Intervista con Gus Van Sant sul suo ultimo film Elephant. Sotto i riflettori i liceali statunitensi e la loro facilità di accesso alle armi da fuoco. Il vuoto e l’esplosione della violenza omicida


di Antonio Termenini


Il regista Gus Van Sant al Festival di Cannes, maggio 2003

Il regista Gus Van Sant al Festival di Cannes, maggio 2003

L’indipendente che piace a Hollywood, il regista che ha raccontato drop out, reietti e marginali in Drugstore cowboy e Belli e dannati, geni incompresi nell’ambiente universitario di Harvard in Will Hunting-Genio ribelle e il rapporto tra uno scrittore e un ragazzo in Scoprendo Forrester, ha raggiunto la definitiva consacrazione internazionale. Gus Van Sant ha infatti trionfato all’ultimo Festival di Cannes con Elephant, per il quale non si è aggiudicato solo la Palma d’oro, ma anche il massimo riconoscimento come miglior regista. Un’accoppiata che non riusciva a nessuno dal 1991, anno in cui i fratelli Coen fecero innamorare con Barton Fink il presidente della giuria Roman Polanski. Prendendo spunto dai fatti di Columbine, in cui due ragazzi fecero una strage in una scuola superiore americana, Elephant è la storia di un gruppo di studenti, John, Alex, Eric, Jordan, in una scuola superiore di Portland. Van Sant osserva i loro comportamenti, le loro paure, i loro desideri, fino all’improvvisa esplosione di violenza. In occasione della prossima uscita del film in Italia abbiamo incontrato a Portland, Oregon, Van Sant, e, grazie al location manager del film, Roger Faires, abbiamo anche visitato la scuola “Whitaker” dove Elephant è stato girato nell’ottobre del 2002.

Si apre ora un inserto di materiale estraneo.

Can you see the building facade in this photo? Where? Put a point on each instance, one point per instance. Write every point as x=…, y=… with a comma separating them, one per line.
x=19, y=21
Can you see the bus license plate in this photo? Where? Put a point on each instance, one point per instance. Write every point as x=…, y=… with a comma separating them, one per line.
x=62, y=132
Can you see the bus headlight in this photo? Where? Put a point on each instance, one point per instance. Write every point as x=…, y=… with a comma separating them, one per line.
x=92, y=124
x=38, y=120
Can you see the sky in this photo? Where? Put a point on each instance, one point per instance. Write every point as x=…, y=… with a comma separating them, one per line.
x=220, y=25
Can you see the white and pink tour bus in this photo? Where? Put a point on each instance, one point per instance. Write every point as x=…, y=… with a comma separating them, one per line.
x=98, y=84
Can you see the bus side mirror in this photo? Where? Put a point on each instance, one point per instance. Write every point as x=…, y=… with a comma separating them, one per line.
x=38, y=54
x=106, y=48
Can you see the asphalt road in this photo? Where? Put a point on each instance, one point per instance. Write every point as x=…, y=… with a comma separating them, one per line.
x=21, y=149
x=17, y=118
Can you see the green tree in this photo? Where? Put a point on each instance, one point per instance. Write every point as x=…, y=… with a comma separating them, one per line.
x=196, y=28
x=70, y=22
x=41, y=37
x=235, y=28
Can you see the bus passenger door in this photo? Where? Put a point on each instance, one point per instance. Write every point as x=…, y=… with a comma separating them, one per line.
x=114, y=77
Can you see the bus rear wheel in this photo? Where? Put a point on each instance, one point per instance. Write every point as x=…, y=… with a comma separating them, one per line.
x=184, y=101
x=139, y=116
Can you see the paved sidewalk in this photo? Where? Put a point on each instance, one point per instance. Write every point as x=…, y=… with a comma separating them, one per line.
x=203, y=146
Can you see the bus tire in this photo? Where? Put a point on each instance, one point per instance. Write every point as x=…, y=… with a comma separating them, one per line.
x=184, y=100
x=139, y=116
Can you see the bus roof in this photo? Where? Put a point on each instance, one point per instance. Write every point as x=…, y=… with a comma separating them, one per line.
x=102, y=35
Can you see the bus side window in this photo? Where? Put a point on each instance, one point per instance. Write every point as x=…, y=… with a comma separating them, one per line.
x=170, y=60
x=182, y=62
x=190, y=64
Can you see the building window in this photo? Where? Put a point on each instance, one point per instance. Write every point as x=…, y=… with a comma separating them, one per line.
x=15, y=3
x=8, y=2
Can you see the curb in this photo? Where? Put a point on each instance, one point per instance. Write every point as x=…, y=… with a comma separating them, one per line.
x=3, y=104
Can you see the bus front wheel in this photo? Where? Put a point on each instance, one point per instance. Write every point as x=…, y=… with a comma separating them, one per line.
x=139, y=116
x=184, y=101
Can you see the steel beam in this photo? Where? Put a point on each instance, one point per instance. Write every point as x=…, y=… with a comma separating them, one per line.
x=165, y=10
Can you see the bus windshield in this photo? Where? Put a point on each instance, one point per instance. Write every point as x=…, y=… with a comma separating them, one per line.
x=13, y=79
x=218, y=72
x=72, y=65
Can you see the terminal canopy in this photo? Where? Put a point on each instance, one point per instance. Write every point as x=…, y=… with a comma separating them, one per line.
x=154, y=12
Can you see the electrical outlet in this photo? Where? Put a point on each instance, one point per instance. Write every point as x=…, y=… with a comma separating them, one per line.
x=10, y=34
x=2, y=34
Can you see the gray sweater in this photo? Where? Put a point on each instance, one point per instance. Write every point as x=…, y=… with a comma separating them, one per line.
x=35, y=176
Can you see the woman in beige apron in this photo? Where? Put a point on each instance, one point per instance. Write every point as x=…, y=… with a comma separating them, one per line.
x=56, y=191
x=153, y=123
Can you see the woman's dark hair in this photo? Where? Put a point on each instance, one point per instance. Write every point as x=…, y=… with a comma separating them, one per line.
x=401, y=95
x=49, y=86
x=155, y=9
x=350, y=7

Alcuni protagonisti del film durante una conferenza stampa

Alcuni protagonisti del film durante una conferenza stampa

Com’è nata l’idea del film e perché il titolo Elephant?
GUS VAN SANT: Dopo Gerry [il precedente film di Van Sant, ancora inedito in Italia, ndr], volevo realizzare un’opera a basso budget, con attori non professionisti. Ho pensato ad Elephant come ad un work in progress, con una sceneggiatura molto aperta, da rivedere continuamente con l’apporto del giovane cast. Come Gerry, infatti, anche Elephant è stato girato consequenzialmente. Il titolo proviene dall’omonimo film di Alan Clark, del 1989, sugli scontri politici in Irlanda del Nord.
A Cannes la critica, in particolare quella americana, ha insistito, in modo polemico, sul taglio eccessivamente sociologico del film dal quale emerge solo la tua posizione contro l’uso indiscriminato delle armi da fuoco negli Stati Uniti...
VAN SANT: Nel mio Paese l’accesso alle armi da fuoco, compreso a quelle di grosso calibro, è agevole anche per gli adolescenti che frequentano le high school. Il problema è: perché è così facile e perché i ragazzi le comprano? Quando assieme a Dany Wolf [il produttore dei suoi ultimi tre film, ndr] abbiamo pensato ad una storia che prendesse spunto dalla tragedia di Columbine, in cui due ragazzi all’interno di una scuola fecero una strage, abbiamo distribuito un questionario, chiedendo a migliaia di adolescenti cosa pensassero di quei fatti. La maggioranza, restando anonima, ha risposto che per loro i ragazzi di Columbine erano degli eroi, che si trattava di una rivalsa verso una società che li ignora, che non ne ascolta i problemi, le difficoltà; e che, soprattutto, quei ragazzi in questo modo erano apparsi in televisione.
Una scena del film

Una scena del film

È la seconda volta che sviluppi questo tema, quello della celebrità televisiva. Anche in Da morire, con Nicole Kidman, facevi il ritratto di una donna qualunque disposta a tutto pur di apparire.
VAN SANT: Andy Warhol, uno degli artisti che mi hanno maggiormente influenzato durante la mia carriera, diceva che ognuno nella vita avrà quindici minuti di celebrità. La società americana vive sulla competizione e sull’ansia dell’apparire. Penso, però, che Elephant sia un tentativo di razionalizzare ciò che, di per sé, è irrazionale, come l’esplosione improvvisa di una violenza distruttrice, senza motivi apparenti, da parte di adolescenti. Attraverso l’osservazione della quotidianità, di ciò che è più di routine in una giornata scolastica, ho tentato di raccontare “il grande vuoto” che li circonda, che li annulla. Senza dare risposte o trovare soluzioni, solo mostrandolo.